Keywords

1 Introduction

Recent advances in genome sequencing techniques have provided a wealth of base sequence information, from which the coding and regulatory sequences need to be identified. While experimental as well as in silico tools are available for identifying coding sequences, locating regulatory sequences like promoters is a great challenge and the currently available methods are not very efficient. Promoter identification is essential for several reasons: annotating genomic regions for understanding genome architecture and understanding gene regulatory networks. Promoters are identified on the whole genome scale, using experimental techniques like binding assays, ChiP-chip, ChiP-seq, etc, which are costly, labor intensive and time consuming. Hence, it may not be feasible to characterize all genomes in detail experimentally. Alternatively, computational methods are available to identify promoters, as well as coding regions. There are several Promoter Prediction Programs (PPPs) available, which use different features or statistical models and identify either transcription start sites (TSSs) or promoter regions. In this chapter, we briefly describe the architecture of Eukaryotic promoters and the different kinds of promoter prediction algorithms currently available.

2 Eukaryotic Promoter Architecture

A promoter region is generally defined as any genomic DNA where the transcription machinery assembles and initiates transcription. The promoter region consists of protein binding regions along with the transcription start site (TSS). Promoter architecture in Prokaryotes and Eukaryotes differs in complexity. In Prokaryotes, a single RNA polymerase transcribes all types of RNAs and the promoter regions are characterized by the presence of - 35 and - 10 elements and in some cases the UP element as well. Overall, in the Prokaryotes, the regulatory region is located within  100 base pairs relative to the TSS. In Eukaryotes, promoter structure is more complex, with the complexity increasing from single celled yeast to mammals. Eukaryotes have several different types of RNA polymerases (usually three), with each one responsible for the production of different subsets of RNA. RNA polymerase II is responsible for synthesis of all mRNAs and is well studied compared to other RNA polymerases. Hence, only features corresponding to promoters of genes transcribed by RNA polymerase II are discussed below.

In Eukaryotes, the promoter regions are broadly classified as core promoters, proximal promoters and distal promoters. The core promoter region, where the actual basal transcription machinery assembles, is 30–100 nucleotides in length. These regions are characterized by the presence of sequence motifs such as the TATA box and the Inr element. They may also contain downstream elements like DPE, MTE (in humans) along with the associated TSS (Juven-Gershon et al. 2008; Thomas and Chiang 2006). The proximal promoter regions are the sequences located within 500 base pairs relative to the TSS and contain certain proximal promoter elements, which include the GC box, the CAAT box, cis-regulatory modules (CRM) (Lenhard and Sandelin 2012), etc. Distal promoter elements include enhancers, insulators and silencers. The distal promoter region does not have a well-defined length and can extend up to 10 kb from the TSS in upstream as well as downstream regions. Distal promoters interact with transcription activators to increase the rate of transcription. In vertebrates, it is known that 5 % of the genes code for specific transcription activators, which interact with proximal and distal promoter regions.

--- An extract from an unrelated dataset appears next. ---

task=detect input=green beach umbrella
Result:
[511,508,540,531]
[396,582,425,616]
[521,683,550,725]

Along with the transcription factor binding elements, mammalian promoter regions also contain CpG islands. In humans, it is known that 60 % of promoters belong to the CpG island-containing class. Figure 4.1 shows a schematic representation of different promoter elements and their activators in Eukaryotes. Recent studies have shown that in Eukaryotes, especially in humans, each promoter is associated with many TSSs, which are spread over 50–100 nucleotides (referred to as transcriptionally active regions) (Carninci et al. 2006). Promoters can also be bidirectional (Xu et al. 2009). For detailed reviews on Eukaryotic promoters refer to Juven-Gershon et al. (2008), Lenhard and Sandelin (2012), Sandelin et al. (2007), Thomas and Chiang (2006). Recent understanding of vertebrate promoters is that though promoters differ in their motif content (with most of them lacking a consensus motifs), GC content (with lower Eukaryotes being AT rich and mammals being GC rich), some properties such as nucleosome free region and epigenetic features around TSSs are quite common (Valen and Sandelin 2011).

Fig. 4.1
figure 1

A schematic representation of Eukaryotic RNA polymerase II promoter elements and basal transcription machinery. Promoter regions are divided into three classes, namely, core promoters, proximal promoters and distal promoters. Core promoter elements bind to basal transcription factors like TFIID. Proximal and distal promoter elements bind to transcription activators and increase the rate of transcription

3 Experimental Methods of Promoter Identification

Experimental methods for promoter identification and characterization generally identify TSSs or DNA sequences that bind to proteins such as TFs and RNAPII (Lenhard and Sandelin 2012; Sandelin et al. 2007). Earlier methods such as nuclease protection and primer extension carry out promoter identification on a gene-by-gene basis and cannot be used for whole genome promoter identification. Current high-throughput methods measure either products from transcription (mRNA) or promoter activity in whole genome. They provide a snapshot of all transcribed regions or DNA-protein interactions in the genome for given experimental conditions. Recent advancements in promoter region identification consist of sequencing methods and hybridization methods (Sandelin et al. 2007). Sequencing methods such as RACE, 5‘-tag sequencing and 5‘-3‘ paired-end sequencing provide information about the mRNA or cDNA sequences. All these methods use reverse transcription to get cDNA. Then the cDNA is fragmented and the fragments amplified and sequenced from the 5‘-end. The sequenced fragments are mapped to the genomic DNA sequence to get information about TSS location. Hybridization methods, instead of sequencing, use short oligonucleotides to hybridize with target DNA. Two widely used methods are tiling arrays and ChiP-chip, which characterize TSSs and promoter elements respectively. Oligonucleotide tiling arrays are designed with parts of contiguous regions of sequenced genome or some times even whole genomes. They can provide information about the whole transcriptome along with the location of TSSs. The ChiP-chip method is an application of tiling arrays to identify protein bound regions of genomic DNA. ChiP-chip method uses chromatin immunoprecipitation (ChiP) to isolate DNA-bound promoter-associated proteins and then bound DNA is identified using tiling arrays (Sandelin et al. 2007).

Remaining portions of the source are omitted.